Page 1 of Close Your Eyes and Count to 10
The Game
A bolt of lightning cuts a jagged line in the night sky, casting the abandoned hotel in a brief, white-hot flash. A violent thunderclap follows, rumbling the ground. The twisting man-made walking paths snaking all around the hulking structure have turned to rivers. Viscous, muddy water rushes, taking with it debris, its force sweeping away the campsite, toppling the tents, filling the fire pit. Wind bends the trees into painful, straining arcs, howling.
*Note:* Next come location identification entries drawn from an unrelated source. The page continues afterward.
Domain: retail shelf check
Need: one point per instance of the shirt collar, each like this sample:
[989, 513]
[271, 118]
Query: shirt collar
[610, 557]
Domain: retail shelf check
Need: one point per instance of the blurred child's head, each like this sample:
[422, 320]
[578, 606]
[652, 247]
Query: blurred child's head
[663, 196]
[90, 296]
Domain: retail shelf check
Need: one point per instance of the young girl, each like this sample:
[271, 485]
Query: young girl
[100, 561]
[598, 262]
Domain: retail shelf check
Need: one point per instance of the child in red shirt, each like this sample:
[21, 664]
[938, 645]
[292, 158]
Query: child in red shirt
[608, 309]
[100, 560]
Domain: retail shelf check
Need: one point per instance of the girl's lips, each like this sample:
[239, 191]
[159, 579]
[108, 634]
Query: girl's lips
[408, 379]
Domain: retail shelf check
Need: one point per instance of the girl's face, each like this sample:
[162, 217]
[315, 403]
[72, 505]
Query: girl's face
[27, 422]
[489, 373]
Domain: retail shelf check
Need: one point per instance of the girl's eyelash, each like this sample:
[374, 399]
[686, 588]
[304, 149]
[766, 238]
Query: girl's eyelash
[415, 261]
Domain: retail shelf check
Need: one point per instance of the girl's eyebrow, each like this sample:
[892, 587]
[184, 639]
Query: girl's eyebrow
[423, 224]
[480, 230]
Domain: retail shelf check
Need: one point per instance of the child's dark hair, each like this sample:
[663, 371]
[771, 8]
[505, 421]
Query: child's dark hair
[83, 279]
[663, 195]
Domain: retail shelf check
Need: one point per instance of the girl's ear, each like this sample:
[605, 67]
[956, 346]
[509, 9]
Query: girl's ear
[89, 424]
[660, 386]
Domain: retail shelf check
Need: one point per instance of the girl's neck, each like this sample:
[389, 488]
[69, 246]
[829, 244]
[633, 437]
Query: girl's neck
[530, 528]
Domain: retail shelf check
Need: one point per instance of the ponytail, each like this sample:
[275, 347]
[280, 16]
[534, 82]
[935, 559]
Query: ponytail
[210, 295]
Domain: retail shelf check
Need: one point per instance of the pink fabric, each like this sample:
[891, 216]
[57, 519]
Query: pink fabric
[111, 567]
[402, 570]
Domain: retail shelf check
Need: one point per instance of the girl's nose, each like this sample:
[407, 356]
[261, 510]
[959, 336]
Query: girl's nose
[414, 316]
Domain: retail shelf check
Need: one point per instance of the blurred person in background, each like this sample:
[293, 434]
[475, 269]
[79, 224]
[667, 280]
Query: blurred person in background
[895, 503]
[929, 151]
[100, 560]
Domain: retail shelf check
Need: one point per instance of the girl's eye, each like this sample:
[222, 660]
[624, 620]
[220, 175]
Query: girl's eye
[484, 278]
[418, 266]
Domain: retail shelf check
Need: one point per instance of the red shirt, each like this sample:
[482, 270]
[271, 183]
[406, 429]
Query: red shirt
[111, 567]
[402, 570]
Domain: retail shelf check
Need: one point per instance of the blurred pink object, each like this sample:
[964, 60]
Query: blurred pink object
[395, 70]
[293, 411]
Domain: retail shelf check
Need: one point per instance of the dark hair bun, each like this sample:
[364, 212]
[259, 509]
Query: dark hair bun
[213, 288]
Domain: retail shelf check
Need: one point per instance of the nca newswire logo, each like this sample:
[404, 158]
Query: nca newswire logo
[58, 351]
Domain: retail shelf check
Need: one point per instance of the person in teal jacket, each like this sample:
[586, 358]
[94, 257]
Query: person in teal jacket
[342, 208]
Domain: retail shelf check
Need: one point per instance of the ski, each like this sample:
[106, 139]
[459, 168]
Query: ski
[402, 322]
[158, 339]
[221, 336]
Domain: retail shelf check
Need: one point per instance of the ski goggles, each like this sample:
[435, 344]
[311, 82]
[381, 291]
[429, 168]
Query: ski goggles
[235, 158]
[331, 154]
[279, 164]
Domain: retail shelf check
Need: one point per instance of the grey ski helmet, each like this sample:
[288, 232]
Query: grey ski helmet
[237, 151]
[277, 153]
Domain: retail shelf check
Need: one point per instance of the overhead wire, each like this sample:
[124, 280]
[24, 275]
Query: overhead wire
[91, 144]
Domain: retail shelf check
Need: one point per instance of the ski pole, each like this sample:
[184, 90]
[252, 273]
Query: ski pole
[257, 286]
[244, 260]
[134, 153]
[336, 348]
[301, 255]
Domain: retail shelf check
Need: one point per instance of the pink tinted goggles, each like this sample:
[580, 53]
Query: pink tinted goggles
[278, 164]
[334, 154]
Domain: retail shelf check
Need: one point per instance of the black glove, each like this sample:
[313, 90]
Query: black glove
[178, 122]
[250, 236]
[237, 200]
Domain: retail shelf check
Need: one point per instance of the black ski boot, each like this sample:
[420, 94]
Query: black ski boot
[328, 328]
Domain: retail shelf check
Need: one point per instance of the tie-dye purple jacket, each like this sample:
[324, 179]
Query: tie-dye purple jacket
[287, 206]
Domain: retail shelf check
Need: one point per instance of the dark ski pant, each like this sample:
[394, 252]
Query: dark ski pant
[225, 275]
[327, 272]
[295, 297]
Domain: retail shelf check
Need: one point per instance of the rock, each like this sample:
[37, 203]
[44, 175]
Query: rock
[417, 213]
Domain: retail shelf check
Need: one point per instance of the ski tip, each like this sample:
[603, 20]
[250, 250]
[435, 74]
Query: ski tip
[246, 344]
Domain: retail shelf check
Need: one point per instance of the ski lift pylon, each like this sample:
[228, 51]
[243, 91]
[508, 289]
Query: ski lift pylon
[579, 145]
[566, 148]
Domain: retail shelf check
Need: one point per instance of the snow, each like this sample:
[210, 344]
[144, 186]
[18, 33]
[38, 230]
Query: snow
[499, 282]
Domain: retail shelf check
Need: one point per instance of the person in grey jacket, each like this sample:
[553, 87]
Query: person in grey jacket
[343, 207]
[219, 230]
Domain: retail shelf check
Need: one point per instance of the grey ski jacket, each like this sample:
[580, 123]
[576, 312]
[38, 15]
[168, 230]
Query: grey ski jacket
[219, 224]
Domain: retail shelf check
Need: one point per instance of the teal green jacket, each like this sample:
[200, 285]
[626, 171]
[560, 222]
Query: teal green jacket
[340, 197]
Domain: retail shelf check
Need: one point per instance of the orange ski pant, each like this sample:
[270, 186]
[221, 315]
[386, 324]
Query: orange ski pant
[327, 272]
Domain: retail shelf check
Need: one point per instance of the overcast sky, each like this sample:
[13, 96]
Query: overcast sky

Branches splinter, falling.
If you circled up, up, up into the storming sky, you’d see them, the players, scattered.
A woman is unconscious, bound in a subbasement of the crumbling hotel.
A muscular man rappels down an empty elevator shaft filling with rainwater. He might be too late to save her, or himself.
Among the other sounds, buried beneath the roar of the weather, a terrified keening. A woman, clinging to a balcony separating from a small structure perched on the edge of a steep cliff, is about to fall into the volcanic lake below her. Her grip is slipping, strength failing.
Rain sheets, unrelenting, a hundred timpani drums beaten by a cosmic drummer.
Someone who was hiding runs in the direction of the terrified screaming. Her body is strong and fit, even as she fights the current of the rushing water, the weather raging all around her. She climbs over a fallen tree as lightning cuts another electric swath through the night. She stumbles, coming to the ground hard, gets up, keeps running.
The hotel Enchantments, once grand and luxurious, now a ruin, groans. The rushing water, the impossibly powerful wind, the shifting ground is destabilizing the very foundation of the beast.
Inside, a beam falls, crashing to the ground, echoing with the next explosion of thunder.
In the middle of it all, someone waits. Stillness in chaos. Patience.
There was a plan.
Plots were hatched. Agendas run. Deception. A game. A stunning betrayal. A murder. All the things that people do best. But that’s all done now.
Now there is only the storm, nature in all its fury, doing what it does best.
Cleansing.
Washing away everything that doesn’t belong.